Gene set enrichment analysis (GSEA), pathway activity assessment, transcription factor activity prediction and cellular communication. (A) Differences in glutathione metabolism levels between SLE and HCs groups. (B) Differences in glutathione metabolism scores in different cell cluster. (C) GSEA analysis of differential genes. (D) Metabolic pathway activity assessment of metabolism_high and metabolism_low in the SLE group. (E) Prediction of transcription factor activity for Metabolism_high and Metabolism_low in the SLE group. (F)‐(I) Cellular communication of Metabolism_high and Metabolism_low in the SLE group, (F) shows the complex intercellular communication relationship, (G) shows the intensity of intercellular communication, (H–I) shows the ligand receptor where the intercellular interactions occur.

FIGURE 5

Cell trajectory inference, functional enrichment and dynamic expression of key genes in monocytes. The trajectory analysis of Fig. (A) shows the dynamic expression of glutathione key genes in SLE group monocytes and reveals the functional enrichment of monocyte subpopulations at different time nodes. Fig. (B) Expression trend of glutathione metabolism key genes in 6 cluster monocytes with developmental time nodes. Fig. (C) Density plot showing the distribution of glutathione metabolism scores in monocytes. Fig. (D) VECTOR algorithm to infer the starting point of cell development.

FIGURE 6

Identification of hub genes by LASSO regression and machine learning modelling of hub genes. (A) Path diagram of LASSO coefficients of hub genes in the training set. (B) Cross‐validation curve of LASSO regression. (C) PPI network of hub genes. (D) Immune infiltration analysis of hub genes. (E–F) AUC curves of the three machine learning methods in the training and validation sets. AUC, area under the curve; LASSO, least absolute contraction and selection operator; PPI, protein‐protein interaction network.

FIGURE 7

The SHAP method explains Catboost, NGboost and XGboost. (A)‐(C) Summary Plots, Beeswarm Plots, and Heatmap Plots of Catboost. (D)‐(F) Summary Plots, Beeswarm Plots, and Heatmap Plots of NGboost. (G)‐(I) Summary Plots, Beeswarm Plots, and Heatmap Plots of XGboost.
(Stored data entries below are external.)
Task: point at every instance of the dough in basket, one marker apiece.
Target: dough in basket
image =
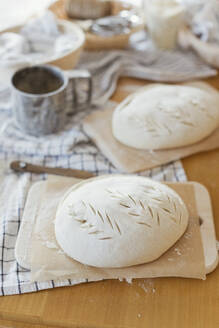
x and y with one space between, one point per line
119 221
162 116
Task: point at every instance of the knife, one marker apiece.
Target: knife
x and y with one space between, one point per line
20 166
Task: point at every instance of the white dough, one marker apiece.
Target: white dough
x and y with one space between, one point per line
162 116
119 221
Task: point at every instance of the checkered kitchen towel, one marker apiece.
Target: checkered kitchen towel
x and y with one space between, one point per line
71 148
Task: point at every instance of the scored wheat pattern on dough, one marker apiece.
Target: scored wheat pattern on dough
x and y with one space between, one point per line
180 116
91 219
91 227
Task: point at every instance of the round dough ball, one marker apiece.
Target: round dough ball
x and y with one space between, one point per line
163 116
119 221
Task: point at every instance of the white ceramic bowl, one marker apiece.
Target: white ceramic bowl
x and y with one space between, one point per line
65 61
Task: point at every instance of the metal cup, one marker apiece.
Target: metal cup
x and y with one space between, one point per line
40 97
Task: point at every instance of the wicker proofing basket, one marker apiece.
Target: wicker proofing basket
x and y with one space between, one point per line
96 42
87 9
66 62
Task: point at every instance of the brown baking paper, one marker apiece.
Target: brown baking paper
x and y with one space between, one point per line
98 127
184 259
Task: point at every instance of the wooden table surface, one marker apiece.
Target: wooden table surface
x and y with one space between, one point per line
163 302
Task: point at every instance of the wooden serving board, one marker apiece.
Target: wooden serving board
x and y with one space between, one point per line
23 252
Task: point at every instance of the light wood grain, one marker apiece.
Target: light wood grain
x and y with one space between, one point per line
175 303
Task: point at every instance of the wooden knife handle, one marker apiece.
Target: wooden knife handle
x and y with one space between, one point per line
20 166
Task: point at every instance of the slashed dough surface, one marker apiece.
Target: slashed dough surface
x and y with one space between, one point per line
119 221
162 116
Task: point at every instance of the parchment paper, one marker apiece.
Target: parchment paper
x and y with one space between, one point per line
184 259
98 127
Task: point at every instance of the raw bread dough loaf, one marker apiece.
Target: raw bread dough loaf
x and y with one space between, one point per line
119 221
162 116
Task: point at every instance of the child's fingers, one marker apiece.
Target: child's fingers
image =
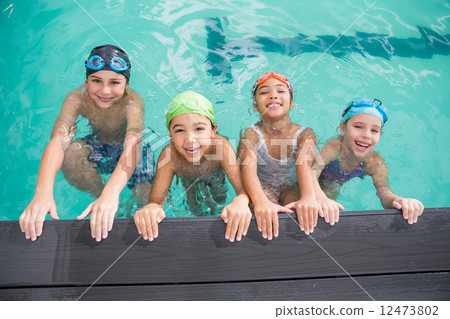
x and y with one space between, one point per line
305 225
147 231
288 208
232 228
326 214
336 215
53 213
224 215
258 222
275 224
39 225
85 213
98 224
137 222
420 208
21 219
241 228
161 215
397 205
321 211
154 225
31 224
248 220
105 219
264 225
110 221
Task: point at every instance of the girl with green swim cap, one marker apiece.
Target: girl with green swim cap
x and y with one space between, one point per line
351 155
196 153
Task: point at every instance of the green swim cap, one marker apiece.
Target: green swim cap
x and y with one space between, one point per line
189 102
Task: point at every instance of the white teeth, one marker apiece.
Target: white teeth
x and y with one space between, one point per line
192 150
362 144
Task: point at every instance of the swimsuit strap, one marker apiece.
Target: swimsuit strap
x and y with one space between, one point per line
257 131
360 165
299 131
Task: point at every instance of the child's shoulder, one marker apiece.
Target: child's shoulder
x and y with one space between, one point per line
334 143
373 162
251 134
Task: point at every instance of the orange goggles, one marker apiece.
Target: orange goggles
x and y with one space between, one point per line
264 77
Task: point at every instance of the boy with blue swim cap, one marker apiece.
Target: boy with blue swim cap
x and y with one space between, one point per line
200 158
351 155
116 117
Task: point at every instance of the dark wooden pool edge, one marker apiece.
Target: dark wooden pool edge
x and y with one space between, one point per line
367 255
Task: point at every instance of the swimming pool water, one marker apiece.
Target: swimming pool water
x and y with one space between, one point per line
397 52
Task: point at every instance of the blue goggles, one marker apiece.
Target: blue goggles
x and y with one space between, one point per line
116 64
365 106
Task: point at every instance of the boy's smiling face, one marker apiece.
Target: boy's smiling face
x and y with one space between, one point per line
191 135
106 87
273 98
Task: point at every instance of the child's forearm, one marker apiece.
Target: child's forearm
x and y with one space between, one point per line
51 163
124 169
387 198
307 181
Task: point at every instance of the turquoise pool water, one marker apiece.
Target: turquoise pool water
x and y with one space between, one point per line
397 52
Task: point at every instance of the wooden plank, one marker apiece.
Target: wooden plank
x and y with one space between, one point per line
195 250
435 286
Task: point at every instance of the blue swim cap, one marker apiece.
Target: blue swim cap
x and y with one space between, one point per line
365 106
108 57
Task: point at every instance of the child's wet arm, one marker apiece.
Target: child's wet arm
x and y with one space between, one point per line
64 129
135 113
249 167
132 146
304 160
51 163
61 136
328 152
231 167
376 167
163 178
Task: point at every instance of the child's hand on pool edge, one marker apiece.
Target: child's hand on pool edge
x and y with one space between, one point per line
411 208
32 219
102 213
237 216
147 220
307 210
329 210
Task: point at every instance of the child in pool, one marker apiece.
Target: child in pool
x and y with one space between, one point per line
115 113
196 153
351 155
276 157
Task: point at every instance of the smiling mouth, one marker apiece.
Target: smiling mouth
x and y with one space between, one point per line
192 151
105 99
273 105
362 146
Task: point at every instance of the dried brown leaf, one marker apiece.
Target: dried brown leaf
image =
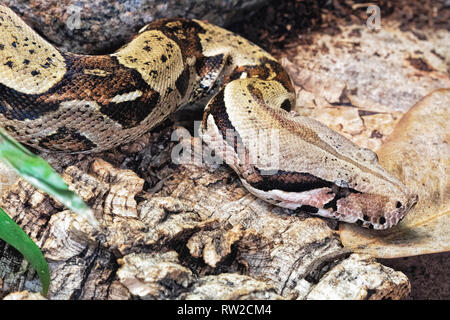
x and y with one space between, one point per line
418 152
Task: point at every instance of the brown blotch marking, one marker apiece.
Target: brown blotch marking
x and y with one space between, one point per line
206 65
286 181
286 105
131 113
182 83
266 70
217 109
184 32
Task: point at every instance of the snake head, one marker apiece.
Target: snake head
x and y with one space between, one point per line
373 210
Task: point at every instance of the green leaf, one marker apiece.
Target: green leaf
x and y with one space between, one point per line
11 233
40 174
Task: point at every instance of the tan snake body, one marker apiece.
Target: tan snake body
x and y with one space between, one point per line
59 101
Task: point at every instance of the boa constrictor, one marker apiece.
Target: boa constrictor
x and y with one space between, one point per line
59 101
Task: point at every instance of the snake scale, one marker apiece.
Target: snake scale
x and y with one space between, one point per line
59 101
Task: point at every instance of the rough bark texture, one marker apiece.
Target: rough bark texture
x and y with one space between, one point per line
199 235
193 232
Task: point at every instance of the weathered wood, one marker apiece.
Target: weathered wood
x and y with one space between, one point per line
201 231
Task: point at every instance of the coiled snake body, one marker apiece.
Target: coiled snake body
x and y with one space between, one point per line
60 101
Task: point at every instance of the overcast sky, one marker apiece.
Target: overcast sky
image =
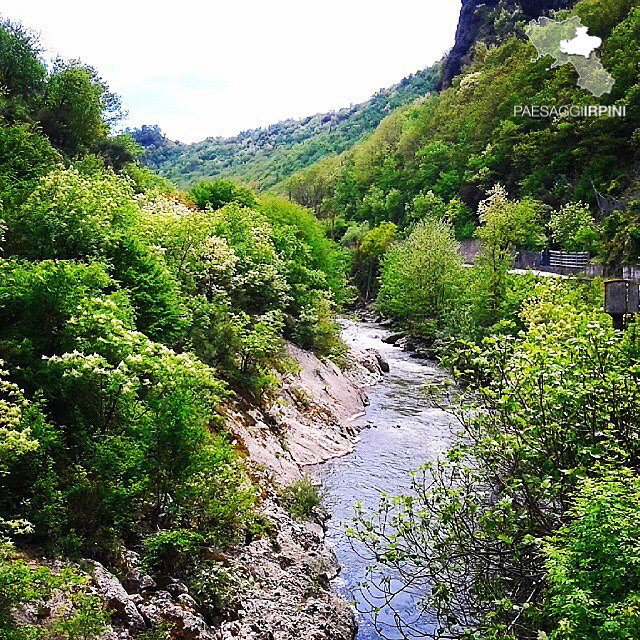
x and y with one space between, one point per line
204 69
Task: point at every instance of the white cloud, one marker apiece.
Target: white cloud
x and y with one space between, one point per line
202 69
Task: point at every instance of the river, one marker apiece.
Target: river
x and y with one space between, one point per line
399 433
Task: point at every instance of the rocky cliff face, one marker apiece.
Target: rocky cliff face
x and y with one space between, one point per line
477 22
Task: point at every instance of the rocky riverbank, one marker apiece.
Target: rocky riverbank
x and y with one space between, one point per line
283 584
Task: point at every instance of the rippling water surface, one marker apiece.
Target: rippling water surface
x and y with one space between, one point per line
400 433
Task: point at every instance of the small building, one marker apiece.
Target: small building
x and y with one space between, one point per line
621 299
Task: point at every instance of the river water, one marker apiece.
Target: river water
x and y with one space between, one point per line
399 433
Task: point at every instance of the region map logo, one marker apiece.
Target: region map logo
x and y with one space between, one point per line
569 42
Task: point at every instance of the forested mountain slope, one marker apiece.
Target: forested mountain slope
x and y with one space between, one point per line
265 157
457 145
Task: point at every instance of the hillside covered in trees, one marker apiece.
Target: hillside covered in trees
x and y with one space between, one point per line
129 319
265 157
138 320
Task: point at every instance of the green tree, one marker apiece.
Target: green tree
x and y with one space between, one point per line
22 72
215 194
573 228
421 278
593 563
369 255
78 108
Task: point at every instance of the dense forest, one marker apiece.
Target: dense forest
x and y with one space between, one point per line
447 152
131 311
128 314
265 157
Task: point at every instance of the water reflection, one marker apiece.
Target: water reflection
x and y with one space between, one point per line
400 433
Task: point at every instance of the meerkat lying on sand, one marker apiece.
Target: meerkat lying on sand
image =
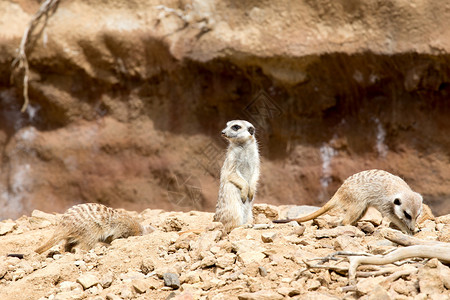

LAP3 was the top contributing gene in the Catboost, NGboost and XGboost models.

FIGURE 8

LAP3 plays a crucial role in the immune microenvironment of SLE. (A) Co‐expression analysis of LAP3 with genes encoding key enzymes involved in glutathione metabolism. (B) Density plot demonstrating the central expression of LAP3 in monocytes. (C) Differences in transcription factor activities between LAP3+Mono and LAP3‐Mono. (D) GSEA enrichment analysis of differentially expressed genes in LAP3+Mono and LAP3‐Mono. (E) Prediction of metabolic pathway activities in LAP3+Mono and LAP3‐Mono. (F)‐(H) Results of cellular communication analysis of LAP3+Mono and LAP3‐Mono in the SLE group, (F) illustrates the strength of intercellular communication, (G–H) show the ligand‐receptor interactions between cells.

FIGURE 9

Expression of LAP3 in the training set, validation set, and GSE112087. Fig. (A–C), LAP3 expression levels in all three datasets of training set, validation set, and GSE112087 were significantly higher than that of healthy control (The Wilcoxon test was used to evaluate the values of the two groups). Figure (D–F), AUC values of LAP3 in all three datasets were greater than 0.75.